On the front end, a modern framework like React (built with Vite) provides the necessary reactivity for features like instant facet updates without full page reloads. While the initial search result is a standard request-response, subsequent interactions can be enhanced. For instance, a "trending searches" component could be powered by Server-Sent Events (SSE), or real-time inventory updates could be pushed via WebSockets. My work on real-time UIs with Hotwire and Turbo Streams in the Rails world informs this thinking—the goal is to make the page feel alive and responsive to both user actions and underlying data changes.

Pragmatism, Scale, and the Human in the Loop

An architecture diagram is a clean abstraction. Reality is messy. Here’s where things get difficult at scale:

The "Head vs. Tail": Personalization models work well for popular products with lots of data (the "head"). They struggle with new or niche items (the "long tail"). The system must gracefully degrade, perhaps by falling back to content-based similarity (matching product attributes) when interaction data is sparse.
Feedback Loops: A model that promotes popular items will see those items get more clicks, generating more data that reinforces their popularity. This can create a "rich get richer" problem, starving new products of visibility. Solving this requires injecting randomness or explicitly boosting for "exploration."
Observability is Non-Negotiable: You can't fly blind. A robust monitoring stack using Prometheus for metrics and Grafana for dashboards is essential. Key metrics to track include P95 query latency, click-through rate (CTR) by rank position, and zero-result search rates. Alarms on these metrics are the system's immune response.

The most critical lesson from shipping complex systems is that full automation is a myth. The most effective systems are not black boxes; they are tool-assisted workflows.

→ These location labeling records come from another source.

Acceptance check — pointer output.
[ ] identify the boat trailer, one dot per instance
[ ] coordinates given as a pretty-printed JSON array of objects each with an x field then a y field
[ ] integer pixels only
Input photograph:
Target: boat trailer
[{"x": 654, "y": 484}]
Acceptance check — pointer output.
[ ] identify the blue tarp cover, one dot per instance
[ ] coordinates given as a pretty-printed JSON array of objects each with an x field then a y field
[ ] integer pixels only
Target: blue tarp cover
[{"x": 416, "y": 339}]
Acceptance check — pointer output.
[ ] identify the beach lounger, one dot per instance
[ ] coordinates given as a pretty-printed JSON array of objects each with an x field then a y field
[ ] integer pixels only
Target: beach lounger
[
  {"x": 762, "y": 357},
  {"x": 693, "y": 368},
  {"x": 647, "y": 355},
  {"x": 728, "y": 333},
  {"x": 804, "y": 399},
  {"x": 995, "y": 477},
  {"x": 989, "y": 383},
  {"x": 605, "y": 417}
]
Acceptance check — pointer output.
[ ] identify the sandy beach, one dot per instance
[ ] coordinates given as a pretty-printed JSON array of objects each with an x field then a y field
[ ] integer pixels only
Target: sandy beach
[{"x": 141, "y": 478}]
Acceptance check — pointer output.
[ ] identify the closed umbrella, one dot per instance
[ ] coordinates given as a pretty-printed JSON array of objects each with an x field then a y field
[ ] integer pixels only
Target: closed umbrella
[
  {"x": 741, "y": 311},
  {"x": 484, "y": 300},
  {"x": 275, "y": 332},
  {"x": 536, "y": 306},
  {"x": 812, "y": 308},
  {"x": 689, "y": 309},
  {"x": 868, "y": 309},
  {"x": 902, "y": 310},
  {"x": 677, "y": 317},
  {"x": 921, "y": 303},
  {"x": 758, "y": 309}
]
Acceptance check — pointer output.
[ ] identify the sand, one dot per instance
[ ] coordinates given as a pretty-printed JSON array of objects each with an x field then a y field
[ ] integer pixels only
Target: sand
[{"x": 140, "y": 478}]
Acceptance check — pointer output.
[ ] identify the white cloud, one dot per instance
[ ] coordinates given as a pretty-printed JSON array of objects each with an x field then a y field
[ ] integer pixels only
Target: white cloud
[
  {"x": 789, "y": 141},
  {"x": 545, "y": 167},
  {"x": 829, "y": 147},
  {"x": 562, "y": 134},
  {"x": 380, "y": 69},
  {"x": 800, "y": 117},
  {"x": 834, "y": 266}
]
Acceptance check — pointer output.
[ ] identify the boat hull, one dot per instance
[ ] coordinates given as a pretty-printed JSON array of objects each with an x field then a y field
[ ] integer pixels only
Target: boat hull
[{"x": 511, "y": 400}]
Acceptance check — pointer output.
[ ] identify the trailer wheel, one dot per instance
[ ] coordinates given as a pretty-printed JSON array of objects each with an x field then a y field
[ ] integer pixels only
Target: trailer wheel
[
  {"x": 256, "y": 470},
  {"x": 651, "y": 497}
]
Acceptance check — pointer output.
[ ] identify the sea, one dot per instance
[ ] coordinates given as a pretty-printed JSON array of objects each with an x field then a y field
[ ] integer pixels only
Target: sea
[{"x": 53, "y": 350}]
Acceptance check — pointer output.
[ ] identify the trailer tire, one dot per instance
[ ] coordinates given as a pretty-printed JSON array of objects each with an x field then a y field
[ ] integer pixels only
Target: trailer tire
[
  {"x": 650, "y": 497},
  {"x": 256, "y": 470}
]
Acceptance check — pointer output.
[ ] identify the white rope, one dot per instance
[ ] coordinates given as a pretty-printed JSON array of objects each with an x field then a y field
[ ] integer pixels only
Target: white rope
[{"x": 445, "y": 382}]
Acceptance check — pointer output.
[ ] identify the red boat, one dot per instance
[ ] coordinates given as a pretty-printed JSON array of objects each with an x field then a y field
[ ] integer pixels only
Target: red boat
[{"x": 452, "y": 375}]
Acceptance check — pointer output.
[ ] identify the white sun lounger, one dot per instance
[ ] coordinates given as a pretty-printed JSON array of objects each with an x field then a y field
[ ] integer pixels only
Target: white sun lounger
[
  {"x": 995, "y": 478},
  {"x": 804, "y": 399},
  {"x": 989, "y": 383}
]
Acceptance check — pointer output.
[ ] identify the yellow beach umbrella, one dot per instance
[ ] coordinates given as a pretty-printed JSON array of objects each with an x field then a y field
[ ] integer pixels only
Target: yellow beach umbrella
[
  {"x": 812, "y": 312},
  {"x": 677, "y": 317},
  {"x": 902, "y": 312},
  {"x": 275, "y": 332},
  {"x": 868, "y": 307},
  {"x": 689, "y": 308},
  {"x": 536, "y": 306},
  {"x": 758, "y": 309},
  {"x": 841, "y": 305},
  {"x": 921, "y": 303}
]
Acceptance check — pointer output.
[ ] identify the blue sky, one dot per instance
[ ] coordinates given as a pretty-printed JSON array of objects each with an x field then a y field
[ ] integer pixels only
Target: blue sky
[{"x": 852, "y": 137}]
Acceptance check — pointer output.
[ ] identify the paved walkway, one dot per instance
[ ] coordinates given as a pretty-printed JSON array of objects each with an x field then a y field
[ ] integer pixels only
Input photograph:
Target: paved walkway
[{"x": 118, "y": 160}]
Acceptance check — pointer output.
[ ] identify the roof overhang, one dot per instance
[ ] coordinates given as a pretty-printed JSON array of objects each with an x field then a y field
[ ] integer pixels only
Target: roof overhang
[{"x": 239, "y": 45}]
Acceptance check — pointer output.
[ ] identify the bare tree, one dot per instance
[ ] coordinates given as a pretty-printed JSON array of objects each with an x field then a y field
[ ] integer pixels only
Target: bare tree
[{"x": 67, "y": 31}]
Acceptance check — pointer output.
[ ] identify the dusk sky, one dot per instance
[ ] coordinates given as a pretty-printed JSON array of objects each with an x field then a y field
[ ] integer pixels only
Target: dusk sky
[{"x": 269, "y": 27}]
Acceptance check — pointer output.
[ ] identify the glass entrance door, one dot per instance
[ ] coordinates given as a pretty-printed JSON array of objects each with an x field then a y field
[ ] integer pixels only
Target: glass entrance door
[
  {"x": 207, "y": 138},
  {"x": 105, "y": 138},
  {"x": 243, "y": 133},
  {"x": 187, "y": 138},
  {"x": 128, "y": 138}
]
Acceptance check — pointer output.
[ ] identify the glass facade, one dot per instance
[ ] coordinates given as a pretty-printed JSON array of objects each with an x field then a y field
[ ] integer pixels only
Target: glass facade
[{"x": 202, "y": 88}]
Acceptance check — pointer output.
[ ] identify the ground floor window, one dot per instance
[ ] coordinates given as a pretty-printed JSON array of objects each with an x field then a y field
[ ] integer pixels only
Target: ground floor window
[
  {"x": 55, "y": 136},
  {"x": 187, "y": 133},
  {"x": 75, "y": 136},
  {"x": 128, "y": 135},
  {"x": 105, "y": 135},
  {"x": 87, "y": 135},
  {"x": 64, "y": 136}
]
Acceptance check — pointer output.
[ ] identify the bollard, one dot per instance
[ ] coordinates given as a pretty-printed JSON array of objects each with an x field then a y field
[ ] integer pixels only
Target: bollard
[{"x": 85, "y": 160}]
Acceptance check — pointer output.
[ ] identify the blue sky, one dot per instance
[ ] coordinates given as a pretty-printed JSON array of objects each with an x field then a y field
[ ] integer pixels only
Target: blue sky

This leads to the most important pragmatic tradeoff: building a human-in-the-loop system. Merchandisers and business analysts have invaluable domain knowledge. The search system should not be a black box it imposes on them. It should provide levers for them to pull: a dashboard to manually boost certain products, a rules engine to curate results for high-value queries (e.g., "Mother's Day gifts"), and an A/B testing framework to rigorously evaluate changes to the ranking algorithm. Building these internal tools is just as important as optimizing the core ranking function.

Closing Reflection

Building a great search experience is not a one-off project but a continuous process of refinement. It’s a microcosm of modern product engineering, requiring a tight integration of data science, low-latency backend systems, and thoughtful frontend design. The challenge lies not just in the individual components, but in orchestrating them to create a system that is simultaneously fast, relevant, and steerable. The problem space is deep, and for an engineer, that's the best kind of problem to have.